A cat’s body temperature is about 101ºF, mine  5º lower. We both seem comfortable when the room is between 68 and 70ºF – some 30º cooler. That’s because, like a house, we have built in heating systems: our metabolisms. We would overheat if we couldn’t radiate our excess heat to our surroundings. Not hot, not cold, that’s the idea. Pick the best spot to keep comfortable.  Curl up or stretch out to vary your surface area. To vary the amount of insulating air, fluff up your fur just so if you are a cat, put on or doff layers of clothing if you are a human.

Our comfort depends on our surroundings. We absorb heat from a stove, or radiate it to a colder window. Air blows at us or away from us. We absorb or lose moisture. These are the building blocks of being comfortable. We can adapt to the seasons.  Some even move back and forth between Maine and Florida.

A house cannot adapt like this.  What it can do, is keep conditions surrounding us – temperature, air movement, relative humidity, air quality –  stable and comfortable. Just like an animal’s fur coat – or body-hugging long johns and sweaters – a well built house wraps its occupants in an airtight, superinsulated envelope. Like a cat that curls up in the sun, a well-built house is oriented to maximize solar gain. Like a late winter nest snug around newborn squirrel, skunk and bear, a well built house keeps its occupants comfortably dry and warm. 

A Passivhaus (PH) does this most cost effectively, because it optimizes the house as a system, down to the smallest detail, before anything happens on the building site. Modeling by computer what needs to be bought, how construction must proceed in order to ensure a predetermined performance and ruling out waste and mistakes in advance, is more efficient and less expensive than “winging it” or making and correcting errors on the building site.

On these pages, I describe what I consider the best PH system features I have observed in Maine. However the key to  PH construction is the system optimization. In other words, you cannot build a PH by merely combining features as if, like most conventional houses, it were just an assembly of components. Furthermore, since PH details are left up to each designer-builder, they may vary from house to house, even though overall systemic performance will not. 

A PH surrounds its occupants from all sides, including from below. In my opinion, the most cost-effective PH foundation is a super-insulated concrete slab. Since the house will need no bulky conventional heating system, why have a hard-to-keep-dry Maine cellar? A floating slab may feature 12" of rigid polystyrene (EPS)  insulation over a crushed rock bed, in effect serving as the form into which 8" of steel-reinforced concrete is poured.  In this arrangement the slab’s edges are also superinsulated. The EPS layer is extended 48" around the perimeter, slightly slanted away from the slab, to channel rainwater away from the building and protect the foundation and the surrounding ground from freezing, down to the 4' frost line.

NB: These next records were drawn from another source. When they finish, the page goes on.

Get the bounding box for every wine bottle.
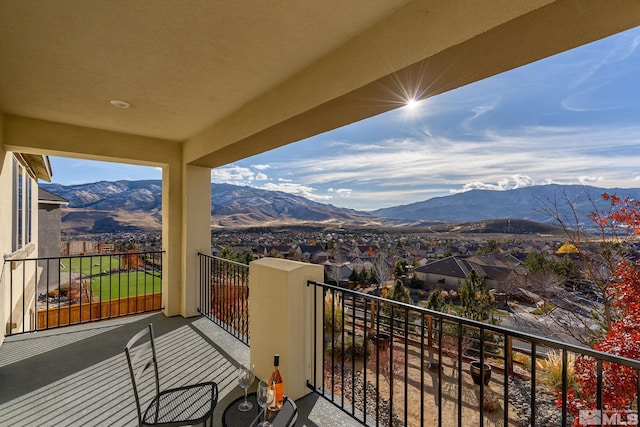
[268,354,284,411]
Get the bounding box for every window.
[12,158,33,252]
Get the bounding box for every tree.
[558,193,640,422]
[538,192,629,346]
[372,251,391,288]
[458,270,500,325]
[427,289,448,312]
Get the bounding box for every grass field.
[60,255,162,301]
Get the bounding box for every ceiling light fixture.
[109,99,131,110]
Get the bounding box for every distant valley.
[40,180,640,234]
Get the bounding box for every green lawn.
[60,255,162,301]
[60,255,120,276]
[91,271,162,301]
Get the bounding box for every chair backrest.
[124,324,160,424]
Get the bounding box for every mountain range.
[40,180,640,233]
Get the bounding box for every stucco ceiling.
[0,0,640,167]
[0,0,406,140]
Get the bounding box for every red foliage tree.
[559,193,640,425]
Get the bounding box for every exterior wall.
[38,203,62,293]
[0,116,39,344]
[0,114,8,345]
[249,257,324,399]
[38,203,62,258]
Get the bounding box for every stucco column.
[249,258,324,399]
[180,165,211,317]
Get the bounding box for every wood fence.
[37,292,162,330]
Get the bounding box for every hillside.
[41,180,392,233]
[41,180,640,234]
[370,184,640,224]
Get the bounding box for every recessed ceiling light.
[109,99,131,109]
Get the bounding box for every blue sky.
[51,27,640,210]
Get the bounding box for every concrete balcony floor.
[0,314,359,426]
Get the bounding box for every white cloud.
[327,188,353,197]
[251,165,271,171]
[262,182,331,201]
[578,175,602,184]
[211,165,255,185]
[462,97,502,127]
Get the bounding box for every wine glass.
[238,366,255,412]
[256,381,275,427]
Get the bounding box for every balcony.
[5,254,640,426]
[0,313,358,426]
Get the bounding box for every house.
[415,254,522,290]
[0,152,52,336]
[0,0,640,418]
[38,188,69,292]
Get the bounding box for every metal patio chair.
[124,324,218,426]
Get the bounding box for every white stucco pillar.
[181,165,211,317]
[249,258,324,399]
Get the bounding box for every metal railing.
[198,253,249,346]
[4,251,163,335]
[307,281,640,426]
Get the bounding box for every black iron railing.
[308,281,640,426]
[4,252,163,335]
[198,253,249,345]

Concrete is not a good vapor barrier. Therefore a continuous polyethylene vapor barrier is added, meticulously sealed with a specially designed tape around all pipe and utility penetrations. This continuous barrier will also be taped to the air/vapor barrier of the walls, forming a continuous airtight cocoon around the heated building envelope. The total thermal resistance of such a slab foundation is about  R-54, compared with about R-3 for a conventional 4" concrete slab, the edges of which are often left uninsulated.

If a PH is built over a garage or unheated basement, the basement ceiling is air-sealed and superinsulated, with its vapor barrier sealed to the walls, as above. The air-tightness of this continuous barrier is so important that most PH builders test it with a blower door during construction.

In retrofitting an existing foundation, the first task is to keep the basement dry, by preventing moisture infiltration and removing water that cannot be kept out. Beyond these basics, some of the techniques described above may be emulated. For example, insulate around the perimeter of a concrete slab, frost-protect a foundation wall with a foam board slightly sloping away from the house, add a polyethylene sheet to a cellar or crawl space floor, seal the foundation to the rim-joist, air-seal the sub-floor above unheated basements and crawl spaces, and superinsulate basement and crawl space ceilings. For best results, plan improvements based on a thorough, independent, energy audit. In general, don’t just fix leaks, insulation, ceilings, walls, basements and attics: improve your home as a system!